See related article, pages 1881–1885.
Recurrent strokes are more likely to be fatal than first strokes, and survivors are more likely to be left with major disability. In this issue of Stroke, Hackman and Spence’s report1 of their interesting modeling study of the potential effectiveness of combining multiple medications/interventions in the secondary prevention of stroke is therefore to be welcomed. They suggest that at least 80% of recurrent cerebrovascular events might be prevented by a comprehensive, multifactorial approach. Indeed, relative reductions in risk of 90% are estimated for more intensive treatment and nearly 95% if carotid endarterectomy is included in the package. The philosophy is similar to that of the “polypill” in primary prevention although a more individualized approach is, of course, required in secondary prevention.
There are, however, a number of uncertainties. Firstly, there is, of course, the assumption that all of the interventions will have independent effects. The authors refer to some trials of 2 interventions in which the effects did appear to be independent, but it is a “leap of faith” to assume that the same will apply to 5 or 6 treatments given in combination. It is certainly possible, but no amount of modeling can give us a definite answer. Ischemic stroke has numerous etiologies, many of which are probably as yet unknown and might not be easily preventable. To what extent there will be a hard core of etiologies that will not respond to current preventive treatments is unknown.
Secondly, there is the issue of prevention versus delay. Most randomized trials of interventions have follow-up of only a few years. Strictly speaking, all that can be concluded, therefore, is that certain treatments reduce the risk of stroke over that time-scale. To what extent strokes are simply delayed rather than prevented is unknown. This is partly just semantics (delay is obviously good), but it is important that we don’t assume that prevention will necessarily be permanent. This fallacy is most relevant, of course, for treatments that “reduce mortality”—death can certainly be delayed but is unlikely ever to be “reduced”, let alone prevented.

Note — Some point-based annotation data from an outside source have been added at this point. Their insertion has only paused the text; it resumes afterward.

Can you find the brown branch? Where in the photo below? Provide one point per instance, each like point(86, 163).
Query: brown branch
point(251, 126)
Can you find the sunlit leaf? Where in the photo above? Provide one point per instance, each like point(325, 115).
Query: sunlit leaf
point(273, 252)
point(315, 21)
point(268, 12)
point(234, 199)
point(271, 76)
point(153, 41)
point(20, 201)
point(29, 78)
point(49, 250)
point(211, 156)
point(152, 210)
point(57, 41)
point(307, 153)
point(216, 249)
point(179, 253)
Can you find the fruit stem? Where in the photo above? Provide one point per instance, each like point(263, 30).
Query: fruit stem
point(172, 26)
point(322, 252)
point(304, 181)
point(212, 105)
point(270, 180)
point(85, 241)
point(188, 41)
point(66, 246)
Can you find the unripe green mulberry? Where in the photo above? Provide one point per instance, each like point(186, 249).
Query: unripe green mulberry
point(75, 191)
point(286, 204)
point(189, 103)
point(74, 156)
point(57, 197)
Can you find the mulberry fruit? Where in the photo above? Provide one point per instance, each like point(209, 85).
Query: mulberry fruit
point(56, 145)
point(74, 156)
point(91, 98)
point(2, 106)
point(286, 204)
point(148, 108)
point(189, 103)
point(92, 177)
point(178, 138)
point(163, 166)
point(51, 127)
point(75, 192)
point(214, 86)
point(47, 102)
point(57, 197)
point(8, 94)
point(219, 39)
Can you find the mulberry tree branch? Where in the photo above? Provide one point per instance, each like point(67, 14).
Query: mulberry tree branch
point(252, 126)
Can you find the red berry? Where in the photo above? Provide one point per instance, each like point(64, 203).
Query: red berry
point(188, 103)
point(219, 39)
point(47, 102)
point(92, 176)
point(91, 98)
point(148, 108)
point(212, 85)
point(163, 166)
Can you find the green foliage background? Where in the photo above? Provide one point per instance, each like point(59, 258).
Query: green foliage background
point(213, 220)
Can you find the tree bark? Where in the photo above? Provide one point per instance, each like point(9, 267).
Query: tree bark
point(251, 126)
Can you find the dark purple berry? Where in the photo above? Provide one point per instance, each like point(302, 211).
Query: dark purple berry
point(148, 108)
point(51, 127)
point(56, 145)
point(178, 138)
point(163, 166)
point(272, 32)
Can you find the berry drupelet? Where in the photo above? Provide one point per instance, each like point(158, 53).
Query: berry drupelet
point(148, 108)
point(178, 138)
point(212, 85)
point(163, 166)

Thirdly, there is the issue of compliance. Hackman and Spence quite rightly use estimates of treatment effects from randomized trials, but it should be emphasized that compliance with treatment is usually substantially lower in routine clinical practice than in closely monitored and motivated trial populations.
These limitations do not, however, detract from the important core message of Hackman and Spence: that a comprehensive and systematic approach to risk factor modification, including both lifestyle modification and medication, will undoubtedly be highly effective in the secondary prevention setting. We cannot perhaps predict and prevent all first strokes, but we should do our utmost to prevent all recurrent events. Indeed, we should regard recurrent strokes and other vascular events in the same way that our colleagues in obstetrics regard maternal and perinatal mortality: every single adverse outcome justifies detailed review and more than a little soul searching about whether we could have done better.
The opinions in this editorial are not necessarily those of the editors or of the American Heart Association.